A notorious ransomware gang has filed a “failure to report” complaint against its own victim to the U.S. Securities and Exchange Commission (SEC) after an alleged breach last week. On its website, ALPHV/BlackCat published screenshots of a filled-out form on the SEC’s “Tips, Complaints, and Referrals” page as well as the automated response it received after submitting the form, according to a BleepingComputer's report.
Screenshots of the reported SEC complaint against MeridianLink were posted on Nov. 15 by ALPHV/BlackCat online. The cybergang claims it stole data from digital lending company MeridianLink on Nov. 7. An SEC spokesperson declined to comment in response to an inquiry by SC Media about whether the complaint was received by the agency.
Meanwhile, MeridianLink told SC Media it was the victim of a cyber incident however no user data was breached. Nevertheless, ALPHV/BlackCat alleges it executed a “significant” breach against MeridianLink.
“It has come to our attention that MeridianLink, in light of a significant breach compromising customer data and operational information, has failed to file the requisite disclosure under Item 1.05 of Form 8-K within the stipulated four business days, as mandated by the new SEC rules,” the hackers wrote.
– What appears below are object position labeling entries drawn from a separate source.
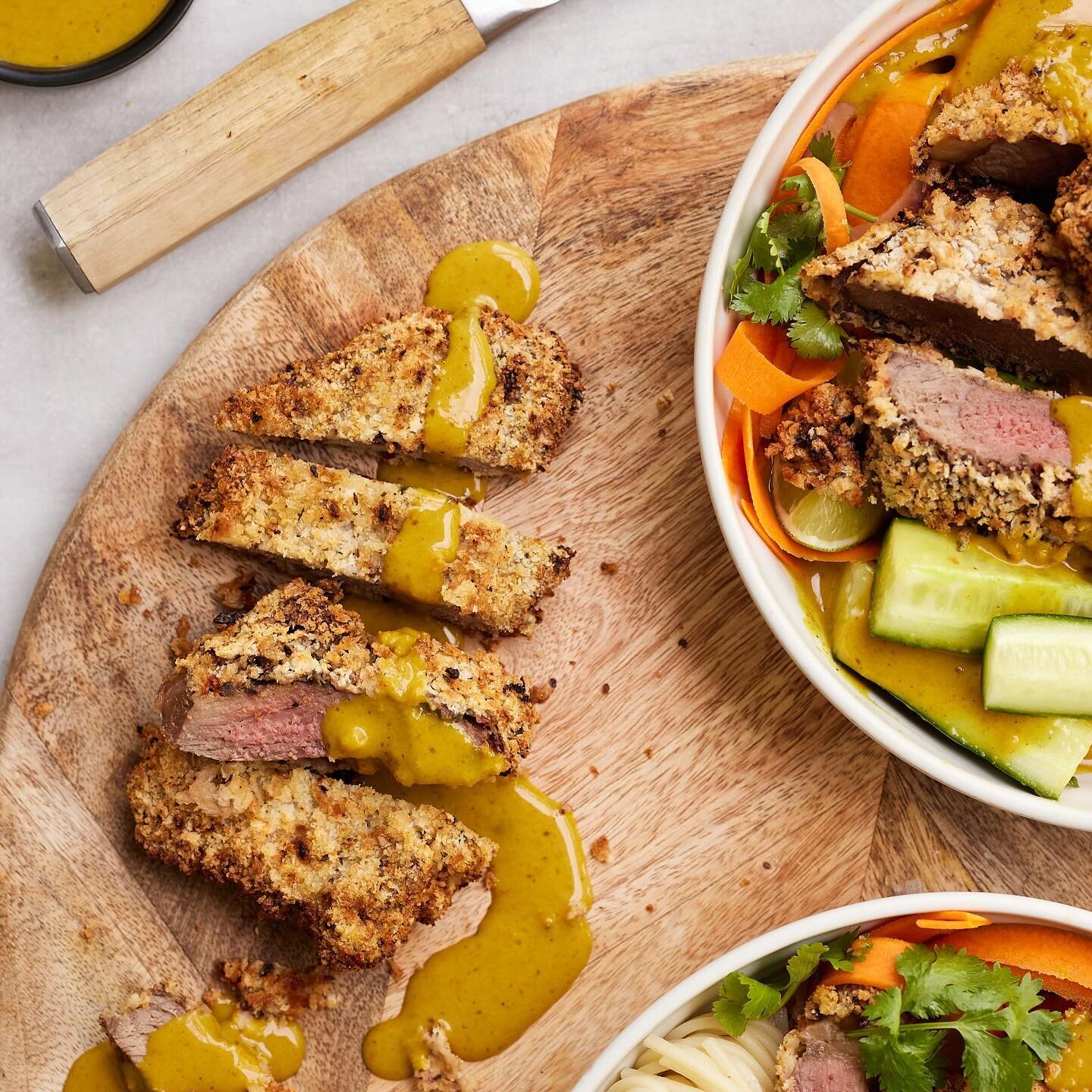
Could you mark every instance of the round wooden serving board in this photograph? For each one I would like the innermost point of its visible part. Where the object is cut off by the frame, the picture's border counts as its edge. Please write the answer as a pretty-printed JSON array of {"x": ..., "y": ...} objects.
[{"x": 733, "y": 796}]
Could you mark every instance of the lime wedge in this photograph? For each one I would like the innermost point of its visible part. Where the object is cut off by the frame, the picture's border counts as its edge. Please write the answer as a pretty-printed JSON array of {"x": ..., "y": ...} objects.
[{"x": 819, "y": 519}]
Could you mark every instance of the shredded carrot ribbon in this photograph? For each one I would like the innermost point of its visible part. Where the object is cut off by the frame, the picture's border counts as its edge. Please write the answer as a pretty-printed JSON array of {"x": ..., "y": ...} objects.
[
  {"x": 876, "y": 968},
  {"x": 752, "y": 369},
  {"x": 918, "y": 928},
  {"x": 883, "y": 142},
  {"x": 758, "y": 474},
  {"x": 836, "y": 223}
]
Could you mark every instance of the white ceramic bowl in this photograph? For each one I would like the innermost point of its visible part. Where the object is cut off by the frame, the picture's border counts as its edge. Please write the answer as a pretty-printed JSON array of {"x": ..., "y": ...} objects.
[
  {"x": 695, "y": 995},
  {"x": 770, "y": 585}
]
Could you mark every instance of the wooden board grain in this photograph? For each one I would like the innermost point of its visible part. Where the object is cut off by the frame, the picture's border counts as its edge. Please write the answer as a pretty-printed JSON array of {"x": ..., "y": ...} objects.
[{"x": 733, "y": 796}]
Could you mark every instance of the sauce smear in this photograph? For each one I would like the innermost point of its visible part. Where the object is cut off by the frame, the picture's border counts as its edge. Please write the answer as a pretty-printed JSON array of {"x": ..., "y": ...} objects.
[
  {"x": 396, "y": 726},
  {"x": 60, "y": 33},
  {"x": 426, "y": 543},
  {"x": 532, "y": 943},
  {"x": 220, "y": 1050}
]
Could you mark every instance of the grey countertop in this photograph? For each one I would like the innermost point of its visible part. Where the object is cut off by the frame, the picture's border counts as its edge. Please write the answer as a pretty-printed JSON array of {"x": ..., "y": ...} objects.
[{"x": 77, "y": 367}]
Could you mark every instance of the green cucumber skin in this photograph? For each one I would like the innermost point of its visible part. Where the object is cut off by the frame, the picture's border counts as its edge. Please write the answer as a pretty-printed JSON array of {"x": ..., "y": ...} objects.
[
  {"x": 1049, "y": 787},
  {"x": 974, "y": 633},
  {"x": 1051, "y": 622}
]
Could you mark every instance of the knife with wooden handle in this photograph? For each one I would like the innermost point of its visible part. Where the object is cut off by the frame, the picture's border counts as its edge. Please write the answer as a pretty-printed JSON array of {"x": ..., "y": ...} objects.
[{"x": 268, "y": 117}]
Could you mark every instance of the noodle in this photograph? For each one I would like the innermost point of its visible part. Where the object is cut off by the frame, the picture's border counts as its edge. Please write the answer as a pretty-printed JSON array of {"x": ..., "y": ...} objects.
[{"x": 700, "y": 1053}]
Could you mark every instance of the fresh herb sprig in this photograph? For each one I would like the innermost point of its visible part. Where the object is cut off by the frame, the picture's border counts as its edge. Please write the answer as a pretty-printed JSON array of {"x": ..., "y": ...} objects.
[
  {"x": 1006, "y": 1035},
  {"x": 742, "y": 999},
  {"x": 764, "y": 284}
]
According to experts, this is the first time hackers have weaponized the SEC complaint system against a victim.
While the SEC adopted new disclosure rules in July, shortening the deadline to disclose certain data breaches, the new rules do not go into effect until mid-December 2023.
"This is an unintended consequence of the SEC ruling," commented Chris Hodson, CSO of data security company Cyberhaven, in a statement for SC Media. "It displays bizarre confluence of criminal audacity and legal manipulation, setting a precedent where cybercriminals don't just carry out breaches, but also exploit legal loopholes. It's a cyber attack with a legal twist, turning the tables on corporate disclosure and redefining the rules of digital extortion."
Firm claims no sensitive data breached
MeridianLink, which provides digital lending and account opening services to financial institutions, responded to ALPHV/BlackCat’s claims in a statement provided to SC Media.
“MeridianLink recently identified a cybersecurity incident. Safeguarding our customers’ and partners’ information is something we take seriously. Upon discovery, we acted immediately to contain the threat and engaged a team of third-party experts to investigate the incident,” the statement read.
“Based on our investigation to date, we have identified no evidence of unauthorized access to our production platforms, and the incident has caused minimal business interruption. If we determine that any consumer personal information was involved in this incident, we will provide notifications, as required by law,” according to the firm.
The company said it could not provide further details due to its ongoing investigation.
How far will ransomware groups go for money?
On its website, ALPHV/BlackCat threatened to publish MeridianLink’s data within 24 hours of posting the SEC complaint screenshots. A screenshot published by BleepingComputer of the ransomware group’s complaint shows a time stamp of 8:46 p.m. on Nov. 15, although a time zone is not indicated.
The ALPHV/BlackCat cybergang is highly active and known for its aggressive extortion tactics. The group maintains a leak site where it publishes data from victims who do not pay ransom, and earlier this year, it implemented API integration to the site to facilitate greater exposure. In March, the gang published sensitive photos of breast cancer patients from Lehigh Valley Health Network after the organization refused to pay a $1.5 million ransom, a move that highlights the group’s ruthlessness.
John Morello, CTO of cybersecurity solutions company Gutsy, opined that this most recent incident represents a fresh attack angle for ransomware groups and an emerging concern for security professionals.
"It's a daring new attempt to put CISOs' personal liability at play in ransomware negotiations. This clearly shows the SEC's mandate can be weaponized as an additional lever to pressure targets," Morello told SC Media. "Security leaders need to be aware that it's no longer just security best practices but now also federal legal liabilities that govern disclosure decisions and plans."
The 2023 Active Adversary Report for Tech Leaders compiled by Sophos in September identified ALPHV/BlackCat as the second most active ransomware group in both 2022 and the first half of 2023. Most recently the group was fingered by eSentire in a report outlining how the cybergang planted malicious ads on Google search results. The SEC complaint comes after the Federal Bureau of Investigation (FBI), faced criticism from security leaders for failing to arrest ALPHV/BlackCat affiliates involved in a major hack of MGM International and Caesars Entertainment in September. The attacks cost the casino companies more than $100 million, including a $15 million ransom paid by Caesars.